The report estimates that a 10 percent levy on such imports would slow overall US growth by $163 billion over the next decade. A 25 percent levy would lead to a loss of $334 billion. That’s a lot of forgone wealth, and only in one industry. Meanwhile, other nations without such tariffs can potentially speed ahead of us, putting us at another long-term competitive disadvantage. Extend that thinking out to every company—tech or otherwise—affected by the tariffs, and the potential costs become all too alarming.
Supporters of this trade brinkmanship argue that the tariffs are a temporary tool to compel a fairer playing field from trade partners who have imposed their own unfair policies on us for too long. Once the administration’s long-term goals—an end to Chinese intellectual property violations and forced technology transfer—are accomplished, the tariffs should be rolled back.
It remains to be seen whether this strategy will work, but many seasoned trade economists are not optimistic. Supporters argue that we may reach a point where China is economically unable to respond to the administration’s escalations. In the meantime, however, the tariffs generate significant negatives for American businesses and consumers that could resonate for years.

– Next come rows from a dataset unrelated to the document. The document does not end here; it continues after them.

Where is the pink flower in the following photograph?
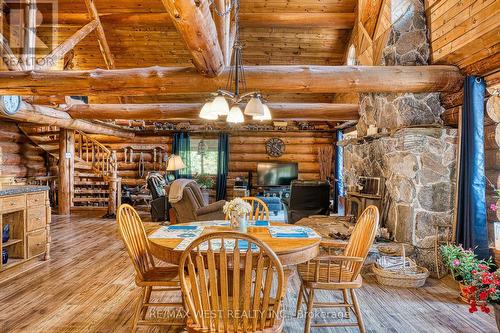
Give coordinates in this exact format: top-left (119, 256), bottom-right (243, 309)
top-left (453, 259), bottom-right (460, 267)
top-left (478, 264), bottom-right (489, 271)
top-left (490, 203), bottom-right (497, 212)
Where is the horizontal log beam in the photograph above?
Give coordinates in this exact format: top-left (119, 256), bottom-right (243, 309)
top-left (0, 65), bottom-right (464, 96)
top-left (57, 12), bottom-right (356, 29)
top-left (0, 103), bottom-right (134, 138)
top-left (66, 103), bottom-right (359, 121)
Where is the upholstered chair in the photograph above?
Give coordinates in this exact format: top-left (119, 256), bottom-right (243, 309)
top-left (167, 181), bottom-right (226, 223)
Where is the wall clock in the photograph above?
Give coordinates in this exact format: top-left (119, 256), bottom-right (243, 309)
top-left (266, 138), bottom-right (285, 157)
top-left (0, 95), bottom-right (21, 116)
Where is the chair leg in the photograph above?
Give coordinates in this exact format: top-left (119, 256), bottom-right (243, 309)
top-left (295, 283), bottom-right (304, 317)
top-left (350, 289), bottom-right (365, 333)
top-left (141, 286), bottom-right (152, 319)
top-left (304, 287), bottom-right (315, 333)
top-left (342, 289), bottom-right (350, 319)
top-left (132, 287), bottom-right (146, 333)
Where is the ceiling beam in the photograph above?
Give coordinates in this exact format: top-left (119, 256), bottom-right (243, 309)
top-left (22, 0), bottom-right (37, 70)
top-left (56, 12), bottom-right (356, 29)
top-left (214, 0), bottom-right (231, 66)
top-left (0, 65), bottom-right (463, 96)
top-left (66, 103), bottom-right (360, 121)
top-left (83, 0), bottom-right (115, 69)
top-left (36, 20), bottom-right (99, 70)
top-left (161, 0), bottom-right (224, 77)
top-left (239, 12), bottom-right (355, 28)
top-left (0, 102), bottom-right (134, 138)
top-left (0, 33), bottom-right (23, 70)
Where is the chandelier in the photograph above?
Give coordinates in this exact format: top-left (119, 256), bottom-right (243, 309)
top-left (199, 1), bottom-right (272, 123)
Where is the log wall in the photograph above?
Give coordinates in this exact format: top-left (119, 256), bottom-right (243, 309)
top-left (426, 0), bottom-right (499, 77)
top-left (227, 132), bottom-right (335, 199)
top-left (91, 131), bottom-right (335, 199)
top-left (0, 121), bottom-right (47, 179)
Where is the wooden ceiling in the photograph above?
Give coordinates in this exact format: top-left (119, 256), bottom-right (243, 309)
top-left (35, 1), bottom-right (355, 67)
top-left (2, 0), bottom-right (356, 105)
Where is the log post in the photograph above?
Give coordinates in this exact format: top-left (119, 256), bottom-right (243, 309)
top-left (23, 0), bottom-right (37, 70)
top-left (161, 0), bottom-right (224, 76)
top-left (105, 150), bottom-right (121, 218)
top-left (58, 129), bottom-right (74, 215)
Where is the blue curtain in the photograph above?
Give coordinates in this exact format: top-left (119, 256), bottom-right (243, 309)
top-left (333, 130), bottom-right (344, 213)
top-left (216, 133), bottom-right (229, 201)
top-left (172, 132), bottom-right (191, 179)
top-left (456, 76), bottom-right (488, 259)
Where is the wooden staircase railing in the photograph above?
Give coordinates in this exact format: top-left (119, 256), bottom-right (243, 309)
top-left (74, 130), bottom-right (116, 177)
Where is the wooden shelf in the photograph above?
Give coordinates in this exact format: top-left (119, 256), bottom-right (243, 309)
top-left (2, 239), bottom-right (23, 247)
top-left (1, 258), bottom-right (25, 271)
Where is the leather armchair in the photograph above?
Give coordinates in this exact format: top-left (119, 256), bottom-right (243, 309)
top-left (283, 180), bottom-right (331, 224)
top-left (167, 182), bottom-right (226, 224)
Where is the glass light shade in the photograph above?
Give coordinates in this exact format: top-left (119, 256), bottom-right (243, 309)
top-left (253, 104), bottom-right (272, 121)
top-left (199, 102), bottom-right (218, 120)
top-left (244, 96), bottom-right (265, 116)
top-left (226, 106), bottom-right (244, 123)
top-left (166, 155), bottom-right (186, 171)
top-left (212, 95), bottom-right (230, 116)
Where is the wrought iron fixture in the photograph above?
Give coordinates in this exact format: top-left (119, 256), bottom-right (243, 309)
top-left (199, 0), bottom-right (272, 123)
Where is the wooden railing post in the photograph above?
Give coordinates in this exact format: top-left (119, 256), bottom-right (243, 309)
top-left (58, 128), bottom-right (74, 215)
top-left (105, 150), bottom-right (121, 218)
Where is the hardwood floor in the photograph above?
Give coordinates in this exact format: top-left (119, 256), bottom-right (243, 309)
top-left (0, 211), bottom-right (497, 333)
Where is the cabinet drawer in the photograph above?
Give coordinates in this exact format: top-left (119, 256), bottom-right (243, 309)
top-left (27, 192), bottom-right (45, 206)
top-left (27, 206), bottom-right (47, 232)
top-left (1, 195), bottom-right (25, 212)
top-left (27, 230), bottom-right (46, 258)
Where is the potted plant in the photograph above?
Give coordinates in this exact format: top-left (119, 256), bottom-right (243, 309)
top-left (462, 267), bottom-right (500, 330)
top-left (440, 244), bottom-right (491, 301)
top-left (223, 198), bottom-right (252, 233)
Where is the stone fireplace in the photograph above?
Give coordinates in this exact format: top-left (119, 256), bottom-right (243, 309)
top-left (343, 0), bottom-right (458, 275)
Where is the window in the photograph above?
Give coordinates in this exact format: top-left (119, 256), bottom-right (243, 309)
top-left (189, 138), bottom-right (219, 175)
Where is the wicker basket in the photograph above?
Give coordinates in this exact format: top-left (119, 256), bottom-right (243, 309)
top-left (372, 244), bottom-right (429, 288)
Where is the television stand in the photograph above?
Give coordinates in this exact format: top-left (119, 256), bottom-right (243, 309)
top-left (255, 186), bottom-right (290, 199)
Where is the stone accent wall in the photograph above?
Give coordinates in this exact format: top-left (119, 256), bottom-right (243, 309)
top-left (356, 0), bottom-right (443, 137)
top-left (344, 128), bottom-right (457, 273)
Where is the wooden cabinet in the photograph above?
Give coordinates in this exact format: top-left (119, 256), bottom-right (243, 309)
top-left (27, 230), bottom-right (47, 258)
top-left (0, 188), bottom-right (51, 274)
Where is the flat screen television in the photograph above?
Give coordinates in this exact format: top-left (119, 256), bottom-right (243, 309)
top-left (257, 162), bottom-right (298, 186)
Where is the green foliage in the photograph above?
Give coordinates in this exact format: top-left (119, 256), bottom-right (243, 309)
top-left (440, 244), bottom-right (492, 284)
top-left (194, 173), bottom-right (215, 189)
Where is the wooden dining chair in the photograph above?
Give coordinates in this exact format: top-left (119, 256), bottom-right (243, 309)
top-left (225, 196), bottom-right (270, 221)
top-left (117, 204), bottom-right (183, 332)
top-left (179, 231), bottom-right (286, 332)
top-left (295, 205), bottom-right (379, 333)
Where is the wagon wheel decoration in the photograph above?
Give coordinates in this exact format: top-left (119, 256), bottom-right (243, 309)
top-left (265, 138), bottom-right (285, 157)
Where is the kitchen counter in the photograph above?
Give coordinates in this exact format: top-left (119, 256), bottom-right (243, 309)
top-left (0, 185), bottom-right (50, 197)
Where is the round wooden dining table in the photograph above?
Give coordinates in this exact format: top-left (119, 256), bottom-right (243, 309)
top-left (147, 221), bottom-right (321, 266)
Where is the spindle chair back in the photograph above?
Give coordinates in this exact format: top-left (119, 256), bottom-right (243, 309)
top-left (179, 231), bottom-right (285, 333)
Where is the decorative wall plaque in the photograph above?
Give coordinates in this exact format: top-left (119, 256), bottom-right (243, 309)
top-left (265, 138), bottom-right (285, 157)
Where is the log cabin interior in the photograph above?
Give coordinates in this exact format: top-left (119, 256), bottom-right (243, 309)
top-left (0, 0), bottom-right (499, 332)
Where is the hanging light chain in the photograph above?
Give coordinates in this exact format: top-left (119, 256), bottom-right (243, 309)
top-left (207, 0), bottom-right (238, 17)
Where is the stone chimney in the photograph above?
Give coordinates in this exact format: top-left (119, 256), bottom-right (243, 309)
top-left (343, 0), bottom-right (458, 275)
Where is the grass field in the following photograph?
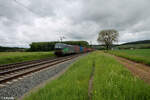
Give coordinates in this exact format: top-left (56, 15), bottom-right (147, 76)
top-left (108, 49), bottom-right (150, 65)
top-left (0, 52), bottom-right (55, 65)
top-left (23, 51), bottom-right (150, 100)
top-left (93, 52), bottom-right (150, 100)
top-left (24, 53), bottom-right (94, 100)
top-left (117, 44), bottom-right (150, 49)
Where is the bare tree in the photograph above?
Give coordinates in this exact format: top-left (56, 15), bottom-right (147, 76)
top-left (97, 29), bottom-right (119, 50)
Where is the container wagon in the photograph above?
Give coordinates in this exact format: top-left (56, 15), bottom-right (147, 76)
top-left (54, 43), bottom-right (93, 56)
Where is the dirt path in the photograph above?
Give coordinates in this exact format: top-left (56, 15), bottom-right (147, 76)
top-left (114, 56), bottom-right (150, 84)
top-left (88, 60), bottom-right (95, 100)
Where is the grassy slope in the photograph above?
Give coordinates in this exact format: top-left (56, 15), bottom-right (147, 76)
top-left (24, 51), bottom-right (150, 100)
top-left (93, 52), bottom-right (150, 100)
top-left (108, 49), bottom-right (150, 65)
top-left (0, 52), bottom-right (55, 65)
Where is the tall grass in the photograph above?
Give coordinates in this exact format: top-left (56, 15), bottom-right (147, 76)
top-left (23, 54), bottom-right (93, 100)
top-left (23, 51), bottom-right (150, 100)
top-left (93, 52), bottom-right (150, 100)
top-left (0, 52), bottom-right (55, 65)
top-left (108, 49), bottom-right (150, 65)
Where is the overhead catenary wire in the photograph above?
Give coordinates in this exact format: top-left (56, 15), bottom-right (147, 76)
top-left (13, 0), bottom-right (42, 17)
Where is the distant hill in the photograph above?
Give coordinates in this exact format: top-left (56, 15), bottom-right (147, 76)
top-left (0, 46), bottom-right (26, 52)
top-left (117, 40), bottom-right (150, 49)
top-left (92, 40), bottom-right (150, 50)
top-left (122, 40), bottom-right (150, 45)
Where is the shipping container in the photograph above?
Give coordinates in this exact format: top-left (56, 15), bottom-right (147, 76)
top-left (80, 46), bottom-right (83, 53)
top-left (74, 45), bottom-right (80, 53)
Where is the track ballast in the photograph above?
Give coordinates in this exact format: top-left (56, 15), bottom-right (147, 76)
top-left (0, 54), bottom-right (80, 84)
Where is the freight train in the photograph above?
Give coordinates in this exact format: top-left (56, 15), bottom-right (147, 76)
top-left (54, 43), bottom-right (93, 56)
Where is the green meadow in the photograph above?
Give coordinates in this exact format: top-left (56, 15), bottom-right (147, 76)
top-left (108, 49), bottom-right (150, 65)
top-left (23, 51), bottom-right (150, 100)
top-left (0, 52), bottom-right (55, 65)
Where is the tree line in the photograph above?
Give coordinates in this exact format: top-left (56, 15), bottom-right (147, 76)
top-left (0, 46), bottom-right (25, 52)
top-left (29, 41), bottom-right (89, 51)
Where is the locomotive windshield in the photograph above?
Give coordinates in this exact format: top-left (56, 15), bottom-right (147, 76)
top-left (55, 43), bottom-right (67, 49)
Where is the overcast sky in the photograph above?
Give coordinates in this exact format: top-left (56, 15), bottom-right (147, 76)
top-left (0, 0), bottom-right (150, 47)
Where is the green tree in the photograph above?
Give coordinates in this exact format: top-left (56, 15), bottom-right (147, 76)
top-left (97, 29), bottom-right (119, 50)
top-left (29, 41), bottom-right (89, 51)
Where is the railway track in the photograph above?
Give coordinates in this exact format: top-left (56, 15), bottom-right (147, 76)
top-left (0, 57), bottom-right (56, 70)
top-left (0, 54), bottom-right (80, 84)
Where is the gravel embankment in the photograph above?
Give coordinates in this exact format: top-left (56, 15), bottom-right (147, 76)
top-left (0, 55), bottom-right (84, 100)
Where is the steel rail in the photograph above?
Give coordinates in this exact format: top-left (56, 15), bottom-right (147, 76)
top-left (0, 57), bottom-right (56, 70)
top-left (0, 54), bottom-right (80, 84)
top-left (0, 56), bottom-right (75, 75)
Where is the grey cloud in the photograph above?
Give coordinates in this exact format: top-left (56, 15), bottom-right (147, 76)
top-left (0, 0), bottom-right (150, 47)
top-left (0, 0), bottom-right (30, 22)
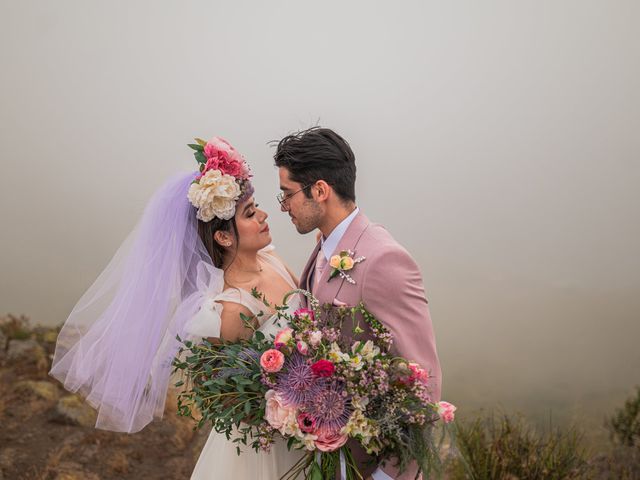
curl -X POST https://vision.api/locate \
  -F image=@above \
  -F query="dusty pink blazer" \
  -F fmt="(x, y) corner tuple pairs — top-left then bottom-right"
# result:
(300, 212), (441, 479)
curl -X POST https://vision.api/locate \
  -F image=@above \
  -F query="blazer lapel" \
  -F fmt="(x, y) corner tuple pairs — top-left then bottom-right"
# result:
(300, 240), (322, 292)
(315, 212), (371, 302)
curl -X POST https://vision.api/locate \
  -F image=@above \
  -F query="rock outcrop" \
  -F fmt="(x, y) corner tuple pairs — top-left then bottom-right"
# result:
(0, 314), (209, 480)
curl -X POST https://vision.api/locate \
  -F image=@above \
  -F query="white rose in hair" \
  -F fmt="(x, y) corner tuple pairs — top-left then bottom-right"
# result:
(188, 170), (241, 222)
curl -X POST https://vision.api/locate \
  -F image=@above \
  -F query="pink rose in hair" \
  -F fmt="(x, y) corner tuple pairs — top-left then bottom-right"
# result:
(204, 141), (219, 159)
(217, 157), (244, 177)
(437, 401), (457, 423)
(315, 428), (348, 452)
(203, 155), (220, 174)
(202, 136), (250, 179)
(260, 349), (285, 373)
(204, 137), (238, 160)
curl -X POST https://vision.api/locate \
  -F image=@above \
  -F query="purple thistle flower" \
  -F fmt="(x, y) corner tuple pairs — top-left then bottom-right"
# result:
(275, 353), (323, 406)
(304, 380), (352, 433)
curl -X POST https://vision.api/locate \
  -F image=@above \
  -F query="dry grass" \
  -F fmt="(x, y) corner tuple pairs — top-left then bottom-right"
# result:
(445, 413), (588, 479)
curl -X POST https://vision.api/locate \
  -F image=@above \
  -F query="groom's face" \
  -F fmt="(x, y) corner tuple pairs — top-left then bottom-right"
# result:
(278, 167), (322, 235)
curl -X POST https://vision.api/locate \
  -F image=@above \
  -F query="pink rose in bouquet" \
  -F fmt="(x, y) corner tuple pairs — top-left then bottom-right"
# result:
(293, 308), (314, 322)
(297, 412), (317, 433)
(437, 401), (457, 423)
(311, 359), (335, 378)
(274, 327), (293, 348)
(315, 428), (348, 452)
(296, 340), (309, 355)
(175, 289), (455, 480)
(408, 362), (429, 384)
(260, 349), (285, 373)
(308, 330), (322, 347)
(264, 389), (296, 433)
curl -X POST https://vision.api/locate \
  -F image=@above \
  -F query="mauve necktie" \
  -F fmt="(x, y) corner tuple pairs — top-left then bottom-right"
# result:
(313, 248), (328, 289)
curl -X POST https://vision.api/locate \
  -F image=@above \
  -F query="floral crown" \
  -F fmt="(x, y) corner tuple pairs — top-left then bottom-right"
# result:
(187, 137), (253, 222)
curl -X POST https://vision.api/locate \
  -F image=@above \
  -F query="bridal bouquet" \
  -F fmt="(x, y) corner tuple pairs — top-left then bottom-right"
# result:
(173, 290), (455, 479)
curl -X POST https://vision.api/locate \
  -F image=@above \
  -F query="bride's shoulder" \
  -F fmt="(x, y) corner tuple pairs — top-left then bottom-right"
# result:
(215, 286), (255, 308)
(216, 297), (252, 317)
(215, 296), (257, 341)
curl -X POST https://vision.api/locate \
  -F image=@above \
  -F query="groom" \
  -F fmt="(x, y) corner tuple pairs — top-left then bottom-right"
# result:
(274, 127), (441, 480)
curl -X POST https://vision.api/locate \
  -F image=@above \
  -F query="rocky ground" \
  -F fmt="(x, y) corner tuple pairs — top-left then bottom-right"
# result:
(2, 314), (638, 480)
(0, 315), (209, 480)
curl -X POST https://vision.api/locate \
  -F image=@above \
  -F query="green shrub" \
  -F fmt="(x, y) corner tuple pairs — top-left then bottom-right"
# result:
(586, 445), (640, 479)
(0, 314), (32, 342)
(446, 413), (587, 480)
(608, 387), (640, 448)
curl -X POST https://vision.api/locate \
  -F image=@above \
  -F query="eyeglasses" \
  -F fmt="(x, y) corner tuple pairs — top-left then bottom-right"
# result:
(277, 184), (313, 208)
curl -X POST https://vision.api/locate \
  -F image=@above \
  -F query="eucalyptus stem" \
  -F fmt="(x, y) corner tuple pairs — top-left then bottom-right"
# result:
(280, 452), (313, 480)
(342, 447), (364, 480)
(199, 391), (259, 401)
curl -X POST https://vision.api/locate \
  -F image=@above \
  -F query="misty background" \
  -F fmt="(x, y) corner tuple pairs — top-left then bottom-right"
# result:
(1, 1), (639, 445)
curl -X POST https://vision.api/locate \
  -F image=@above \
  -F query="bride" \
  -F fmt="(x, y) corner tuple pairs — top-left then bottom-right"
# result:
(186, 181), (305, 479)
(50, 136), (304, 478)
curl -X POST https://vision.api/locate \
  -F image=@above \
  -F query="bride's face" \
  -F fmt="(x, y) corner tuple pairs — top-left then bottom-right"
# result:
(233, 196), (271, 251)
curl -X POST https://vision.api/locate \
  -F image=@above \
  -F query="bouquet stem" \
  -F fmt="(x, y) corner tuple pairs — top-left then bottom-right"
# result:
(279, 448), (363, 480)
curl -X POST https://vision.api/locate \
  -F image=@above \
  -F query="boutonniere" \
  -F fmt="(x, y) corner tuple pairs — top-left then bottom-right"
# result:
(328, 250), (365, 284)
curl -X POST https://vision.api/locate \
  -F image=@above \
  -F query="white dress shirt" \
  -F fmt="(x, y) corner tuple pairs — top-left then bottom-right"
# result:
(319, 207), (360, 260)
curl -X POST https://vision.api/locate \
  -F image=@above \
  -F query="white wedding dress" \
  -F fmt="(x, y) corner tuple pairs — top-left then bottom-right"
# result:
(187, 247), (305, 480)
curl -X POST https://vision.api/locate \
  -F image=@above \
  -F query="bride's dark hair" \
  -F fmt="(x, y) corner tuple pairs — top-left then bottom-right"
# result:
(197, 217), (239, 269)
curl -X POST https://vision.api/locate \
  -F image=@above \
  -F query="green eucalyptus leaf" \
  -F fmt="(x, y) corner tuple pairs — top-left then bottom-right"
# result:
(195, 151), (207, 165)
(310, 461), (323, 480)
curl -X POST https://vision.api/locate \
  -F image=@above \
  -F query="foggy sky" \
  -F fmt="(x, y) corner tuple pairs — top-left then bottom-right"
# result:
(1, 1), (639, 440)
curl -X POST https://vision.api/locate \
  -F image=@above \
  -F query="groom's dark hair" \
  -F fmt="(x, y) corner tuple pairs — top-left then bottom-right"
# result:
(273, 127), (356, 203)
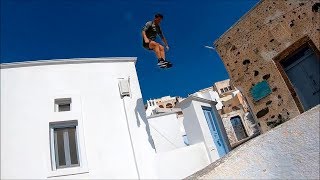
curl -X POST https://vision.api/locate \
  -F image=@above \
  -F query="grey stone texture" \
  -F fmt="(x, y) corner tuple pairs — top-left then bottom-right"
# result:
(186, 105), (320, 179)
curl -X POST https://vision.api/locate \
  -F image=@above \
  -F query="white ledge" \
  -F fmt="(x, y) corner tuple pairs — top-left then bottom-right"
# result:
(176, 95), (217, 108)
(1, 57), (137, 69)
(147, 111), (178, 119)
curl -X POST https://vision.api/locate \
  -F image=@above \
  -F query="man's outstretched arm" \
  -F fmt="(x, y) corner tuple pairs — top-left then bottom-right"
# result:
(161, 37), (169, 49)
(159, 28), (169, 50)
(142, 31), (150, 43)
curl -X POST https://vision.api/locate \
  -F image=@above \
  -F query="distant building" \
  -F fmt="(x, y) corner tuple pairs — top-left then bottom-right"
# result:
(213, 79), (260, 147)
(145, 96), (184, 117)
(146, 79), (260, 150)
(145, 94), (232, 164)
(194, 80), (260, 148)
(214, 0), (320, 132)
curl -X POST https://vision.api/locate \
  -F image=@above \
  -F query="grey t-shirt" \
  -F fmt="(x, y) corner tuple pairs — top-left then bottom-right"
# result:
(142, 21), (164, 41)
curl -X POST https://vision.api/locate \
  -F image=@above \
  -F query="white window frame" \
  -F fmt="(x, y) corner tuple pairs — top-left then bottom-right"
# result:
(48, 94), (88, 178)
(48, 119), (88, 178)
(50, 120), (80, 170)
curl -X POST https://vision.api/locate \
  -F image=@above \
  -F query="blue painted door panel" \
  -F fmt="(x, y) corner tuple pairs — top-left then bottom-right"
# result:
(202, 107), (227, 157)
(284, 47), (319, 111)
(230, 116), (248, 141)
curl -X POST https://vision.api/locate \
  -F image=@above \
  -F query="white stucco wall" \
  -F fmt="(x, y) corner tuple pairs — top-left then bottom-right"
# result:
(178, 96), (231, 163)
(155, 143), (210, 179)
(148, 112), (186, 153)
(0, 58), (156, 179)
(195, 90), (223, 110)
(179, 102), (205, 146)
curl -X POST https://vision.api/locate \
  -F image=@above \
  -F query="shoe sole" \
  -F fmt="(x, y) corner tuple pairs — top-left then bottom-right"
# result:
(157, 61), (169, 66)
(160, 63), (172, 68)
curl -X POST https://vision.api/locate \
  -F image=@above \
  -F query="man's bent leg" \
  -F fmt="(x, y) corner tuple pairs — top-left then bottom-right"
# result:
(149, 41), (162, 59)
(159, 45), (166, 60)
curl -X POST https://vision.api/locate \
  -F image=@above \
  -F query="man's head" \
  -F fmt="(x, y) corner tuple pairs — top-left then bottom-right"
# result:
(154, 13), (163, 25)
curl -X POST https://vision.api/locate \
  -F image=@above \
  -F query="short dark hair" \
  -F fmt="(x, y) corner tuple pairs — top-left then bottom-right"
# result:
(155, 13), (163, 19)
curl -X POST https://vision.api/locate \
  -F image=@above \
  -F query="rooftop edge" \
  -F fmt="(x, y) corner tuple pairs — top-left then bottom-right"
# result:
(0, 57), (137, 69)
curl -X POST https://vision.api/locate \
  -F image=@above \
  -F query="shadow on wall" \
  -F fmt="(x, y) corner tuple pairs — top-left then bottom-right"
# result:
(135, 98), (156, 149)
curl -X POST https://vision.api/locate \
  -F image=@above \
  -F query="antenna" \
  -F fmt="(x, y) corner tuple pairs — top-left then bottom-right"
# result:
(204, 45), (215, 50)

It is heartening that most supporters of this strategy do not defend tariffs on their own merits because the economic case against customs duties is so strong. Tariffs act as a tax on domestic consumers and generally fail to accomplish their policy goals in the meantime. The result is higher prices, wasted time, and a misdirection of capital.
The tariffs are still fresh, but they are already having a significant effect on the way that American businesses conduct their affairs and plan for the future. Still, Americans can be forgiven if they don’t exactly understand the import of these trade barriers. US markets have reacted fairly neutrally to the tariffs. US Commerce Secretary Wilbur Ross argues that “nobody is actually going to notice [the tariffs] at the end of the day” because they are “spread across thousands and thousands of products.” Of course, the businesses and employees directly affected by these tariffs will certainly notice, as my colleague Veronique de Rugy points out.
But as my colleague Tyler Cowen writes, Ross has a point, albeit probably not in the way the Secretary intended. When Americans go to the store to purchase a tariff-induced, artificially-expensive computing device, all they see is a slightly higher price at the register. A tariff is a kind of tax, but it’s not separated on a receipt as such. A typical consumer does not connect higher prices with the underlying policies that created them. And because of a trick of behavioral psychology, consumers restrict consumption more in response to hidden taxes than itemized ones. So the tariffs should have a slightly depressing effect on demand.
Tariff supporters hope that import taxes will be a cudgel to compel a fairer playing field. But they create much economic distortion in the short-term. The negative impact on individual consumers will be relatively small in the short-term, which may make the fallout from these policies all the harder to detect. In the meantime, the effects on technology and innovation may be significant and would have a compounding negative effect on American competitiveness. Let’s hope this trade war wraps up quickly.